The Court of Appeal has held that occupiers are entitled to assume that visitors to their property will take reasonable care for their own safety.

In Byrne v Ardenheath Company Ltdthe Court of Appeal overturned a significant award of damages in the High Court in a personal injuries case where the plaintiff had slipped and fallen in the car park of a shopping centre owned and managed by Ardenheath.  The Court of Appeal held that Ardenheath could not reasonably have been responsible for Ms Byrne’s fall under the terms of the Occupiers Liability Act 1995.

In the High Court, Hanna J had found the defendants liable in negligence for Ms Byrne’s fall. On the evidence of the plaintiff’s expert, an engineer, the High Court found that there was a design fault in the car park and that Ardenheath ought to have provided additional pedestrian exits to ensure Ms Byrne’s safety.  The court did however then reduce the award of damages by 40% due to Ms Byrne’s contributory negligence in taking a short cut out of the car park by walking down a sloping grassy verge in wet conditions with unsuitable footwear.

On appeal, Irvine J stated that although an appellate court will generally be unwilling to disturb an award of damages made at first instance, it may do so if there is an error in the award so serious as to amount to an error of law.

In this case, it was first necessary to establish whether liability was owed by Ardenheath to the plaintiff at all.  Section 3 of the Occupiers Liability Act 1995 states as follows regarding the liability owed by occupiers towards visitors to their property:

"(1) An occupier of premises owes a duty of care (“the common duty of care”) towards a visitor thereto except in so far as the occupier extends, restricts, modifies or excludes that duty in accordance with section 5.

(2) In this section “the common duty of care” means a duty to take such care as is reasonable in all the circumstances (having regard to the care which a visitor may reasonably be expected to take for his or her own safety and, if the visitor is on the premises in the company of another person, the extent of the supervision and control the latter person may reasonably be expected to exercise over the visitor's activities) to ensure that a visitor to the premises does not suffer injury or damage by reason of any danger existing thereon."

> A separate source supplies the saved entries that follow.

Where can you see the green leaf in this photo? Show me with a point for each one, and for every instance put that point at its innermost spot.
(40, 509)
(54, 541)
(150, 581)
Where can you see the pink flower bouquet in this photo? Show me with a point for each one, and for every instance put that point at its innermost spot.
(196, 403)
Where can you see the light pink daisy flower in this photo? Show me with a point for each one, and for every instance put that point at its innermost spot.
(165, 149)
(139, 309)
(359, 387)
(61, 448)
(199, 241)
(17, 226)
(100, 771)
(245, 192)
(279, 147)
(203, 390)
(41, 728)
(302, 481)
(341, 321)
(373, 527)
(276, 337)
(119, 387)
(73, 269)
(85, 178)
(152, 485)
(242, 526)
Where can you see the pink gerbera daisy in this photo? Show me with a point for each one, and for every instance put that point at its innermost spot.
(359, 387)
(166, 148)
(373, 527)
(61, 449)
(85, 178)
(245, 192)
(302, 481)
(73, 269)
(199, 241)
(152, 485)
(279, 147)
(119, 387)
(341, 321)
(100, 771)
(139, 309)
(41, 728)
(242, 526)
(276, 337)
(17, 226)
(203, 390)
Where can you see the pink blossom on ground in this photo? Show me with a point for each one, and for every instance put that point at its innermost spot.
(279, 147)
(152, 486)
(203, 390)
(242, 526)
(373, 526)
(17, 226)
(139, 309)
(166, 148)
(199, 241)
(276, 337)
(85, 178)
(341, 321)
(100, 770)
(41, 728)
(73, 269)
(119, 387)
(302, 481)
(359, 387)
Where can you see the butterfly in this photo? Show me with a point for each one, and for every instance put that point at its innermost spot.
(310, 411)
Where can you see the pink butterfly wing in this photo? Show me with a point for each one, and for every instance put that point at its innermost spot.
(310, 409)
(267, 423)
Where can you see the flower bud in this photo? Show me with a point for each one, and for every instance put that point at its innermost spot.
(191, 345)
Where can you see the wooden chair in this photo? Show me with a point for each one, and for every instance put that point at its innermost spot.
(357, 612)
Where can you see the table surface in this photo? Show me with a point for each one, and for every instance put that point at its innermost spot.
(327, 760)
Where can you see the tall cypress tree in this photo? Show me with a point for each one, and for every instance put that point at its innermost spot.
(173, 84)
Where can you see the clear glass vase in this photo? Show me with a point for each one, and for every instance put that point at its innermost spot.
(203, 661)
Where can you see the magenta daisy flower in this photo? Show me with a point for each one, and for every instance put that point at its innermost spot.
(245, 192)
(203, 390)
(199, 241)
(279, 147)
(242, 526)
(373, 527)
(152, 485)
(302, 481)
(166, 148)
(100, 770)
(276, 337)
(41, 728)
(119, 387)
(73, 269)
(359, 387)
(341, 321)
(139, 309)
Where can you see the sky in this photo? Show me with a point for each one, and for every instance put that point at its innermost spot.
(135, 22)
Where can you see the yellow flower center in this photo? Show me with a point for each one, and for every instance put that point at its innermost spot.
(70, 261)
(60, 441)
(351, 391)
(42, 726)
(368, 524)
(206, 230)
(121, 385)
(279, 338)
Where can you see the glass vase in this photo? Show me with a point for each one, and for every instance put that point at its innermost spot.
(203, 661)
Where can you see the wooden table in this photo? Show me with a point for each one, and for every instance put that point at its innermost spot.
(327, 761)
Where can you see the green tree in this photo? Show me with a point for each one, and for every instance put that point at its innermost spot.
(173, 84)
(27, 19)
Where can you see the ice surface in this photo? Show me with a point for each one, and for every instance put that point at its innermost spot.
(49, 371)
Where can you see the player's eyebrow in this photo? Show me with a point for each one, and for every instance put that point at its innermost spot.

The Court of Appeal therefore had to assess whether the defendants had taken “such care as is reasonable in all the circumstances” to ensure that Ms Byrne did not suffer any injury. Irvine J set out the criteria used by the appellate court in assessing this as examining the probability of an accident occurring, the gravity of an injury likely to be caused by the risk posed, and the cost of eliminating that potential risk.  Having taken these factors into account, the court concluded that the risk posed by the layout of the car park was minimal and that Ardenheath was entitled to assume that a visitor to the property would exercise reasonable care for their own safety in exiting the car park. The court therefore concluded that Ardenheath was not liable for the injuries sustained by Ms Byrne, and allowed Ardenheath's appeal.

Irvine J noted in her judgment that “Judges should be careful when interpreting statutory provisions such as s. 3 of the 1995 Act to ensure that they do not inadvertently and contrary to the intention of the legislature by their judgments end up denying children the joy of running down a grassy slope in a public park on a dry summer day or the golfer the pleasure of playing to an elevated green surrounded by a grassy bank.”

Irvine J also urged caution by courts in assessing expert opinion as evidence, indicating that when the court is not dealing with a complex specialist field of activity, a trial judge should “bring ordinary common sense to bear” on their assessment of the evidence.

The Court of Appeal’s endorsement of personal responsibility and of common sense and reasonableness to apply in the assessment of occupiers’ liability to third parties will be welcomed by owners and occupiers.